First Impressions of Zanzibar

   

Written by:

Day 15 (11th August 2025)

I am now in Stone Town in Zanzibar for the next 3 nights. Zanzibar is an island just off the coast of mainland Tanzania, a little north of Dar Es Salaam. The island has a long and interesting history but I will go into that in a future blog.

I have booked to stay at Emerson on Hurumzi, a boutique hotel in the centre of Stone Town that I found on booking.com. I liked the idea of staying in an old building within the UNESCO World Heritage city, and the pictures looked good online. But it is even better in real life. The hotel was originally a grand 19th-century merchant’s mansion believed to have belonged to Sir Tharia Topan, a prominent figure in the Swahili Empire. Each room is uniquely decorated with antique furnishings and you feel like you have been transported in time.

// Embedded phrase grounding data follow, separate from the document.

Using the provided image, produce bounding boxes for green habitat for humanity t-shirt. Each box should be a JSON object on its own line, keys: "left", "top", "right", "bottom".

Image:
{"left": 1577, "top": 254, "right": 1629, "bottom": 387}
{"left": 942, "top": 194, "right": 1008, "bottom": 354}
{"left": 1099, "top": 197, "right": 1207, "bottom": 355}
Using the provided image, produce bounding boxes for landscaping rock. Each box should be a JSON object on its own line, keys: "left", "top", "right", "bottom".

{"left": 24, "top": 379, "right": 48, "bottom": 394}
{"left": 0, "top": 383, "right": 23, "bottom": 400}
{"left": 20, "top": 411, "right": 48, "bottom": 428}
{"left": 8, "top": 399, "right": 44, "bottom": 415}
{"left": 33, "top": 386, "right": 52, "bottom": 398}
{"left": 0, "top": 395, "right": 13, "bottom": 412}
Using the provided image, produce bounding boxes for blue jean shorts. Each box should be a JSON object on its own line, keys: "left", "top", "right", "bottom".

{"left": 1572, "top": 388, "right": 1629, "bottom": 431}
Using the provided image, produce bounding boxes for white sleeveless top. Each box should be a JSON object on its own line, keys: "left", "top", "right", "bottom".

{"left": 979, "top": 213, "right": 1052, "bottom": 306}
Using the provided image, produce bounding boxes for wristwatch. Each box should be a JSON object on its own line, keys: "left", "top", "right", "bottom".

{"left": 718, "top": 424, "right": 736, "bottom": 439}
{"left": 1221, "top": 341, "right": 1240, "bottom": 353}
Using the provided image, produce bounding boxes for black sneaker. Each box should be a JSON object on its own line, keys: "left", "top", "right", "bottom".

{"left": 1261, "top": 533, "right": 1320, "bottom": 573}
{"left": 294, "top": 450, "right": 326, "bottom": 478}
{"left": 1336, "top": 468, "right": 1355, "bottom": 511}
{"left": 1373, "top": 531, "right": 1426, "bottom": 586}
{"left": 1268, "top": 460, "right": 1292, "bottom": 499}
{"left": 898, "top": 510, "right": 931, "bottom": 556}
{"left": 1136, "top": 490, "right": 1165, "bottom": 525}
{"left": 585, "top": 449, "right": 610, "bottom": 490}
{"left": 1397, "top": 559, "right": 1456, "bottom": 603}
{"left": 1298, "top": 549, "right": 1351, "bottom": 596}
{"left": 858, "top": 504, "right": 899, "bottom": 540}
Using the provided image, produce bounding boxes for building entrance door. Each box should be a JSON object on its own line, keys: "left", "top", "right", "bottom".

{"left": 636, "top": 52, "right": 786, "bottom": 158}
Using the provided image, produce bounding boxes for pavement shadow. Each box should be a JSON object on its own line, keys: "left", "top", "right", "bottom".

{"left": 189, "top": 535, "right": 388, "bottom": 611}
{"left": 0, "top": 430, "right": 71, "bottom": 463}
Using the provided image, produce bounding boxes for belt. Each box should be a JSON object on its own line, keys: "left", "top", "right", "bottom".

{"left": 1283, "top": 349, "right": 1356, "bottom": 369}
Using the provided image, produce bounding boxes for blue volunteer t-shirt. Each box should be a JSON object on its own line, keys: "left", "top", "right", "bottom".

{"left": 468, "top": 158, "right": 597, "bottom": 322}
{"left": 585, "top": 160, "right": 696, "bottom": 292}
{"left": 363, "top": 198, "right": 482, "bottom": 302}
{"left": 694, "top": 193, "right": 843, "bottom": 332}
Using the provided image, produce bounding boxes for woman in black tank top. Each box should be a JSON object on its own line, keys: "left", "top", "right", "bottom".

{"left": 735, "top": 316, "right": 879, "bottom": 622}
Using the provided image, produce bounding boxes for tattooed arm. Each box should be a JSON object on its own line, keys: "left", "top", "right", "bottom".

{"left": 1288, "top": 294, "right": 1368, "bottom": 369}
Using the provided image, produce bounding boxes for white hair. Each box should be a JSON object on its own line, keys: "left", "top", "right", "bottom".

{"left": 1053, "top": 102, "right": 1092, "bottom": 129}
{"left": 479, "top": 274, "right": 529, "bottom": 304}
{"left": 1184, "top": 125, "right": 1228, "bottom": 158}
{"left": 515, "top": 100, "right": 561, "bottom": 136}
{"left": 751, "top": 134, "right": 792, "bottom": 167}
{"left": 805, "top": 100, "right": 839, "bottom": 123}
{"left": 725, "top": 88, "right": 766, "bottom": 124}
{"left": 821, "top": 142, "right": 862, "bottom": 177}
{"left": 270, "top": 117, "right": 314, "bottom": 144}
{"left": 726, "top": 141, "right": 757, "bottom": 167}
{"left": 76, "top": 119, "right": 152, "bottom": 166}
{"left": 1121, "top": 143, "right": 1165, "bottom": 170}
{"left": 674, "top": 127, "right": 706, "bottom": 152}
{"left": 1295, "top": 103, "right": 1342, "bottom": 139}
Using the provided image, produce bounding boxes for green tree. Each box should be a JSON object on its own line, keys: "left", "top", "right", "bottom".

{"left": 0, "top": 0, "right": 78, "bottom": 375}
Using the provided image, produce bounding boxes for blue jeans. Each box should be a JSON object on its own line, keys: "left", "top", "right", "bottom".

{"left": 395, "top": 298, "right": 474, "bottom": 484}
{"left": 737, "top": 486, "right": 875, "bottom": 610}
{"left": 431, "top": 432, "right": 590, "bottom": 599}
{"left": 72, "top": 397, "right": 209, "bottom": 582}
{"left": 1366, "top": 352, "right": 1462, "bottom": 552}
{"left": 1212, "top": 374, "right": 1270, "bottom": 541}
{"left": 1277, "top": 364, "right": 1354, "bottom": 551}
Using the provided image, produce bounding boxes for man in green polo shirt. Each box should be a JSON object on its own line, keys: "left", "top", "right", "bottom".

My room has a double-height wooden ceiling, beautiful antique furniture including a four-poster bed, a living room with long sweeping curtains and a secret balcony with intricate wooden shutters. The whole space is honestly nearly as big as my apartment in London. The hotel is in a great location near iconic landmarks within Stone Town and has a fantastic rooftop restaurant with 360-degree views of the city.

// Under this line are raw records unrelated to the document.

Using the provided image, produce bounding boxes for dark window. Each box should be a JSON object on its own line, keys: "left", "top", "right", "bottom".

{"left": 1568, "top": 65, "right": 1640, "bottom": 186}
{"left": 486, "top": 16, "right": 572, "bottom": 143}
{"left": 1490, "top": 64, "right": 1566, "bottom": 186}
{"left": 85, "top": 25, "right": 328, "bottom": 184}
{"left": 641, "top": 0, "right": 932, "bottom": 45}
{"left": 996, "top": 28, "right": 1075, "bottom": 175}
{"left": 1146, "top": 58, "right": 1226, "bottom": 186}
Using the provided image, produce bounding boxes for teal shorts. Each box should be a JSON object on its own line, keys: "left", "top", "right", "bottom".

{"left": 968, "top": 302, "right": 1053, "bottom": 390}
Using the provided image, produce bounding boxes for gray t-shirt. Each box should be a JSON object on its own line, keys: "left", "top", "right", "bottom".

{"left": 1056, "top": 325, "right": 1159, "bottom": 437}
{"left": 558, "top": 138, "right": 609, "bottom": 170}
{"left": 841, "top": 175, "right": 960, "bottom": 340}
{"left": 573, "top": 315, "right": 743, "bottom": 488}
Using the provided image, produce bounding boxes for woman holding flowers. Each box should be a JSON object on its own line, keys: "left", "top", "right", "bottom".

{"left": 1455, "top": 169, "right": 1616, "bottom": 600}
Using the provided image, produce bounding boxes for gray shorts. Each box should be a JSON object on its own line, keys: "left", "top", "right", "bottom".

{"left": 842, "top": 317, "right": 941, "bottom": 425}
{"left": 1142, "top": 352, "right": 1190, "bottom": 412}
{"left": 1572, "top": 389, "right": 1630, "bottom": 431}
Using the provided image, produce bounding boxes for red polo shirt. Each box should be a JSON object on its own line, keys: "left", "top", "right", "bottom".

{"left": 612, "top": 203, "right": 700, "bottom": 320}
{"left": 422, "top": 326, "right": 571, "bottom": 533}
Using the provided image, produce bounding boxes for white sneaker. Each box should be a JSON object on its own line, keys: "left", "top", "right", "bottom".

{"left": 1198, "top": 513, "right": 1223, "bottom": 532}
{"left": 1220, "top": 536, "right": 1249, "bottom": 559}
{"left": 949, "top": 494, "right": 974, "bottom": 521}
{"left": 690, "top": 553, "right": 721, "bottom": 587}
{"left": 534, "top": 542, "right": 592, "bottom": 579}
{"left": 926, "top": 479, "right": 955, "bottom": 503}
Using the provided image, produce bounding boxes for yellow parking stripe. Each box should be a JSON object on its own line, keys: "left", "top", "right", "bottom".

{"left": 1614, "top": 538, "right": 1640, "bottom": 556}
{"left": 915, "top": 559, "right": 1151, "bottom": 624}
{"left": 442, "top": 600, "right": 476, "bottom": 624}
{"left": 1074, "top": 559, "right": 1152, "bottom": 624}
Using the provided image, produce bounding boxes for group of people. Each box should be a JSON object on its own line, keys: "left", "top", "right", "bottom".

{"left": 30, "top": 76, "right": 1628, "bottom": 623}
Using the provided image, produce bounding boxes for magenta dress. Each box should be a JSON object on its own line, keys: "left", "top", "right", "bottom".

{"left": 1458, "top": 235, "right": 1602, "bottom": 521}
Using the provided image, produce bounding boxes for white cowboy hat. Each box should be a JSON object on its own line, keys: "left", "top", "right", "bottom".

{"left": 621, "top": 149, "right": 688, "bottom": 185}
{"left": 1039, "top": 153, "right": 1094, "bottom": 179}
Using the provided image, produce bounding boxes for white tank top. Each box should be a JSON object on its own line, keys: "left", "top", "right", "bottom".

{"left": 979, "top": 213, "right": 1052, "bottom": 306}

When I got up to the restaurant I took some time to scan the horizon and get a feel for the city. Its a hodge podge of different styles, with a variety of influences. What stood out to me was the whitewashed stone masonry in amongst a sea of striped corrugated iron roofs with some parts rusty and others not and dotted amongst those were other roof top restaurants, minarets of mosques and church spires. The old part of town is in a very compact area with a maze of narrow alleys and no wide streets. I’m looking forward to exploring tomorrow!

The restaurant is extremely popular but luckily when I originally booked my room the concierge suggested I book a spot in the restaurant for the first night. They serve cocktails as the sun sets and then a set menu of fusion cuisine with Arabic, Persian, African and Swahili influences. During the meal local musicians and a singer perform traditional music. It was quite magical. I would 100% recommend both staying at the hotel and eating at the restaurant – both are fairly priced for what they are offering.

During dinner I got to experience the soundscapes of Stone Town. This was quite unique and I don’t think I have heard anything like it before. Each day at 7.30am and 7pm, an old WW2 air-raid siren goes off across the whole of Stone Town. It is a hold-over from the days when the country was a British protectorate and used during WW2. But the locals decided to keep it after the British left and use it as a way to announce the start and end of the working day. A very strange custom. So strange that the staff could see many confused faces of the diners and went around the room to explain it was something that happened daily and not to be alarmed. After the sirens end, the calls to prayer began as different mosques across the city fight it out to be the loudest. And after that the church bells began. For at least 45 minutes after the sun had set, the city was full of sound.

The evening was a good introduction to Zanzibar and Stone Town and I can’t wait to explore.